Danny Hart ist auf Kurs, doch dem Briten fehlen lediglich drei Zehntelsekunden, um Bruni vom Hot Seat zu schubsen. Der Australier Troy Brosnan ist nicht in der Lage in die Nähe der Bestzeit zu kommen und Top-Favorit Amaury Pierron stürzt – der Traum des Franzosen vom Weltmeistertitel ist ausgeträumt – des anderen Franzosen ist er erneut wahrgeworden: Loic Bruni ist wieder Weltmeister.
 

Gute Schweizer Leistungen, wenn auch hinter ihren Erwartungen

Die Schweizer verpassen an diesem Tag in Lenzerheide die angepeilten Platzierungen, im Blick auf den Saisonverlauf sind die Ergebnisse jedoch keine Enttäuschung. Basil Weber hat als 36. 8,739 Sekunden Rückstand auf Loic Bruni.  
 
«Ich hatte einen grossen Fehler. Nach dem Go-Pro-Jump habe ich die Line völlig verpasst und musste einem Baum ausweichen. Sonst war es ein guter Lauf. Für mich wäre es ein Erfolg, wenn ich unter den besten 30 wäre», erklärt Basil Weber.
 
Sein Laaxer WG-Genosse Lutz Weber belegt Rang 44 (+10,914) : «Ich bin mit meinem Lauf nur semi-zufrieden.
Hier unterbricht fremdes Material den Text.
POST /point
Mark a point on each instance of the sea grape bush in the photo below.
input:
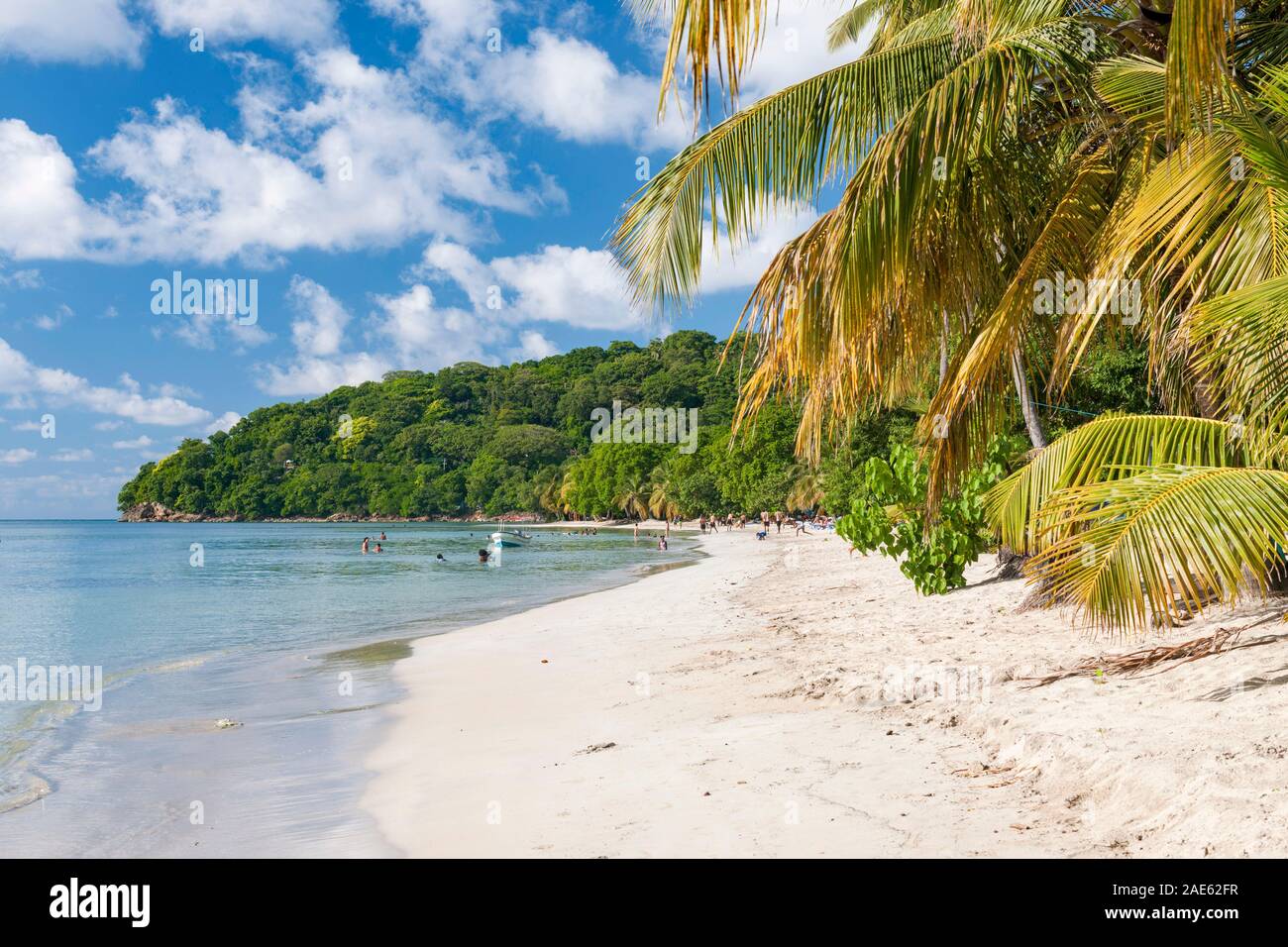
(889, 515)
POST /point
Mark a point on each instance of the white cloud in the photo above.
(50, 322)
(578, 286)
(287, 22)
(22, 278)
(318, 329)
(226, 421)
(575, 89)
(205, 330)
(318, 364)
(42, 215)
(305, 376)
(574, 285)
(742, 265)
(429, 337)
(533, 344)
(82, 31)
(795, 48)
(366, 161)
(22, 379)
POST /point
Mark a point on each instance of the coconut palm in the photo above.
(634, 500)
(986, 146)
(662, 501)
(806, 488)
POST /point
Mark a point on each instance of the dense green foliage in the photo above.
(511, 438)
(889, 515)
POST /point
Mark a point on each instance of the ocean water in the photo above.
(284, 629)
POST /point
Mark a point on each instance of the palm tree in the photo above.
(634, 500)
(661, 501)
(987, 146)
(806, 489)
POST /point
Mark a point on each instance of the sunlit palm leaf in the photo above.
(1158, 547)
(1103, 450)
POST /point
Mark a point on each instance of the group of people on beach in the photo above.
(777, 519)
(439, 558)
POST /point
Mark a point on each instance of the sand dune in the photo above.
(786, 698)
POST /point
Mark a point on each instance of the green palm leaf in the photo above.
(1099, 451)
(1158, 547)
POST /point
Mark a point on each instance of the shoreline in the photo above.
(786, 698)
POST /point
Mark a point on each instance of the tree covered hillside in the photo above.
(510, 438)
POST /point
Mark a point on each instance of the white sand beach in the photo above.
(765, 702)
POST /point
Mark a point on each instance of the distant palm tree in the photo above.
(634, 500)
(661, 501)
(806, 489)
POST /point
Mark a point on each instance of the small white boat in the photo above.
(510, 539)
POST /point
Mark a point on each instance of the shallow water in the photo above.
(284, 629)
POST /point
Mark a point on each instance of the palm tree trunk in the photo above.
(943, 350)
(1037, 437)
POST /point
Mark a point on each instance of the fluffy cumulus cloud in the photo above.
(364, 161)
(17, 455)
(575, 89)
(287, 22)
(320, 361)
(24, 380)
(42, 214)
(80, 31)
(226, 421)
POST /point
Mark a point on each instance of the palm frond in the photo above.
(1160, 545)
(1098, 451)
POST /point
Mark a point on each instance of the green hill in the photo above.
(501, 440)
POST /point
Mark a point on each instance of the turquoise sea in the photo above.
(284, 629)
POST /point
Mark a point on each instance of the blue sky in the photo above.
(382, 169)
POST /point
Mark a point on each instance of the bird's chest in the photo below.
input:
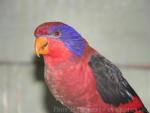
(66, 81)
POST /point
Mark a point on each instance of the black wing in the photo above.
(111, 85)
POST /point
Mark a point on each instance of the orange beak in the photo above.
(41, 46)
Ich hatte einen sehr blöden Fehler, bin weggerutscht und aus der Strecke gekommen. Im Training habe ich mich am rechten Daumen verletzt. Es war nicht ideal, aber es ging beim Fahren. Top 30 war eigentlich mein Ziel.»
 
Noel Niederberger wird 56. (+14,470) ist enttäuscht von sich selbst: «Mein Lauf war gar nicht gut. Der Druck, den ich mir heute bei der Heim-WM auferlegt habe, ging leider in die andere Richtung. Ich wollte den Leuten was zeigen, aber es ist das Gegenteil herausgekommen. Ich wollte auf keinen Fall stürzen und bin deshalb verkrampft. Trotzdem war es mega cool mit den vielen Zuschauern.»
 
Jerome Caroli wird in seinem ersten Lauf von einem gestürzten Fahrer behindert und bestreitet deshalb einen zweiten Run. In dem stürzt er dann aber selbst und scheidet aus.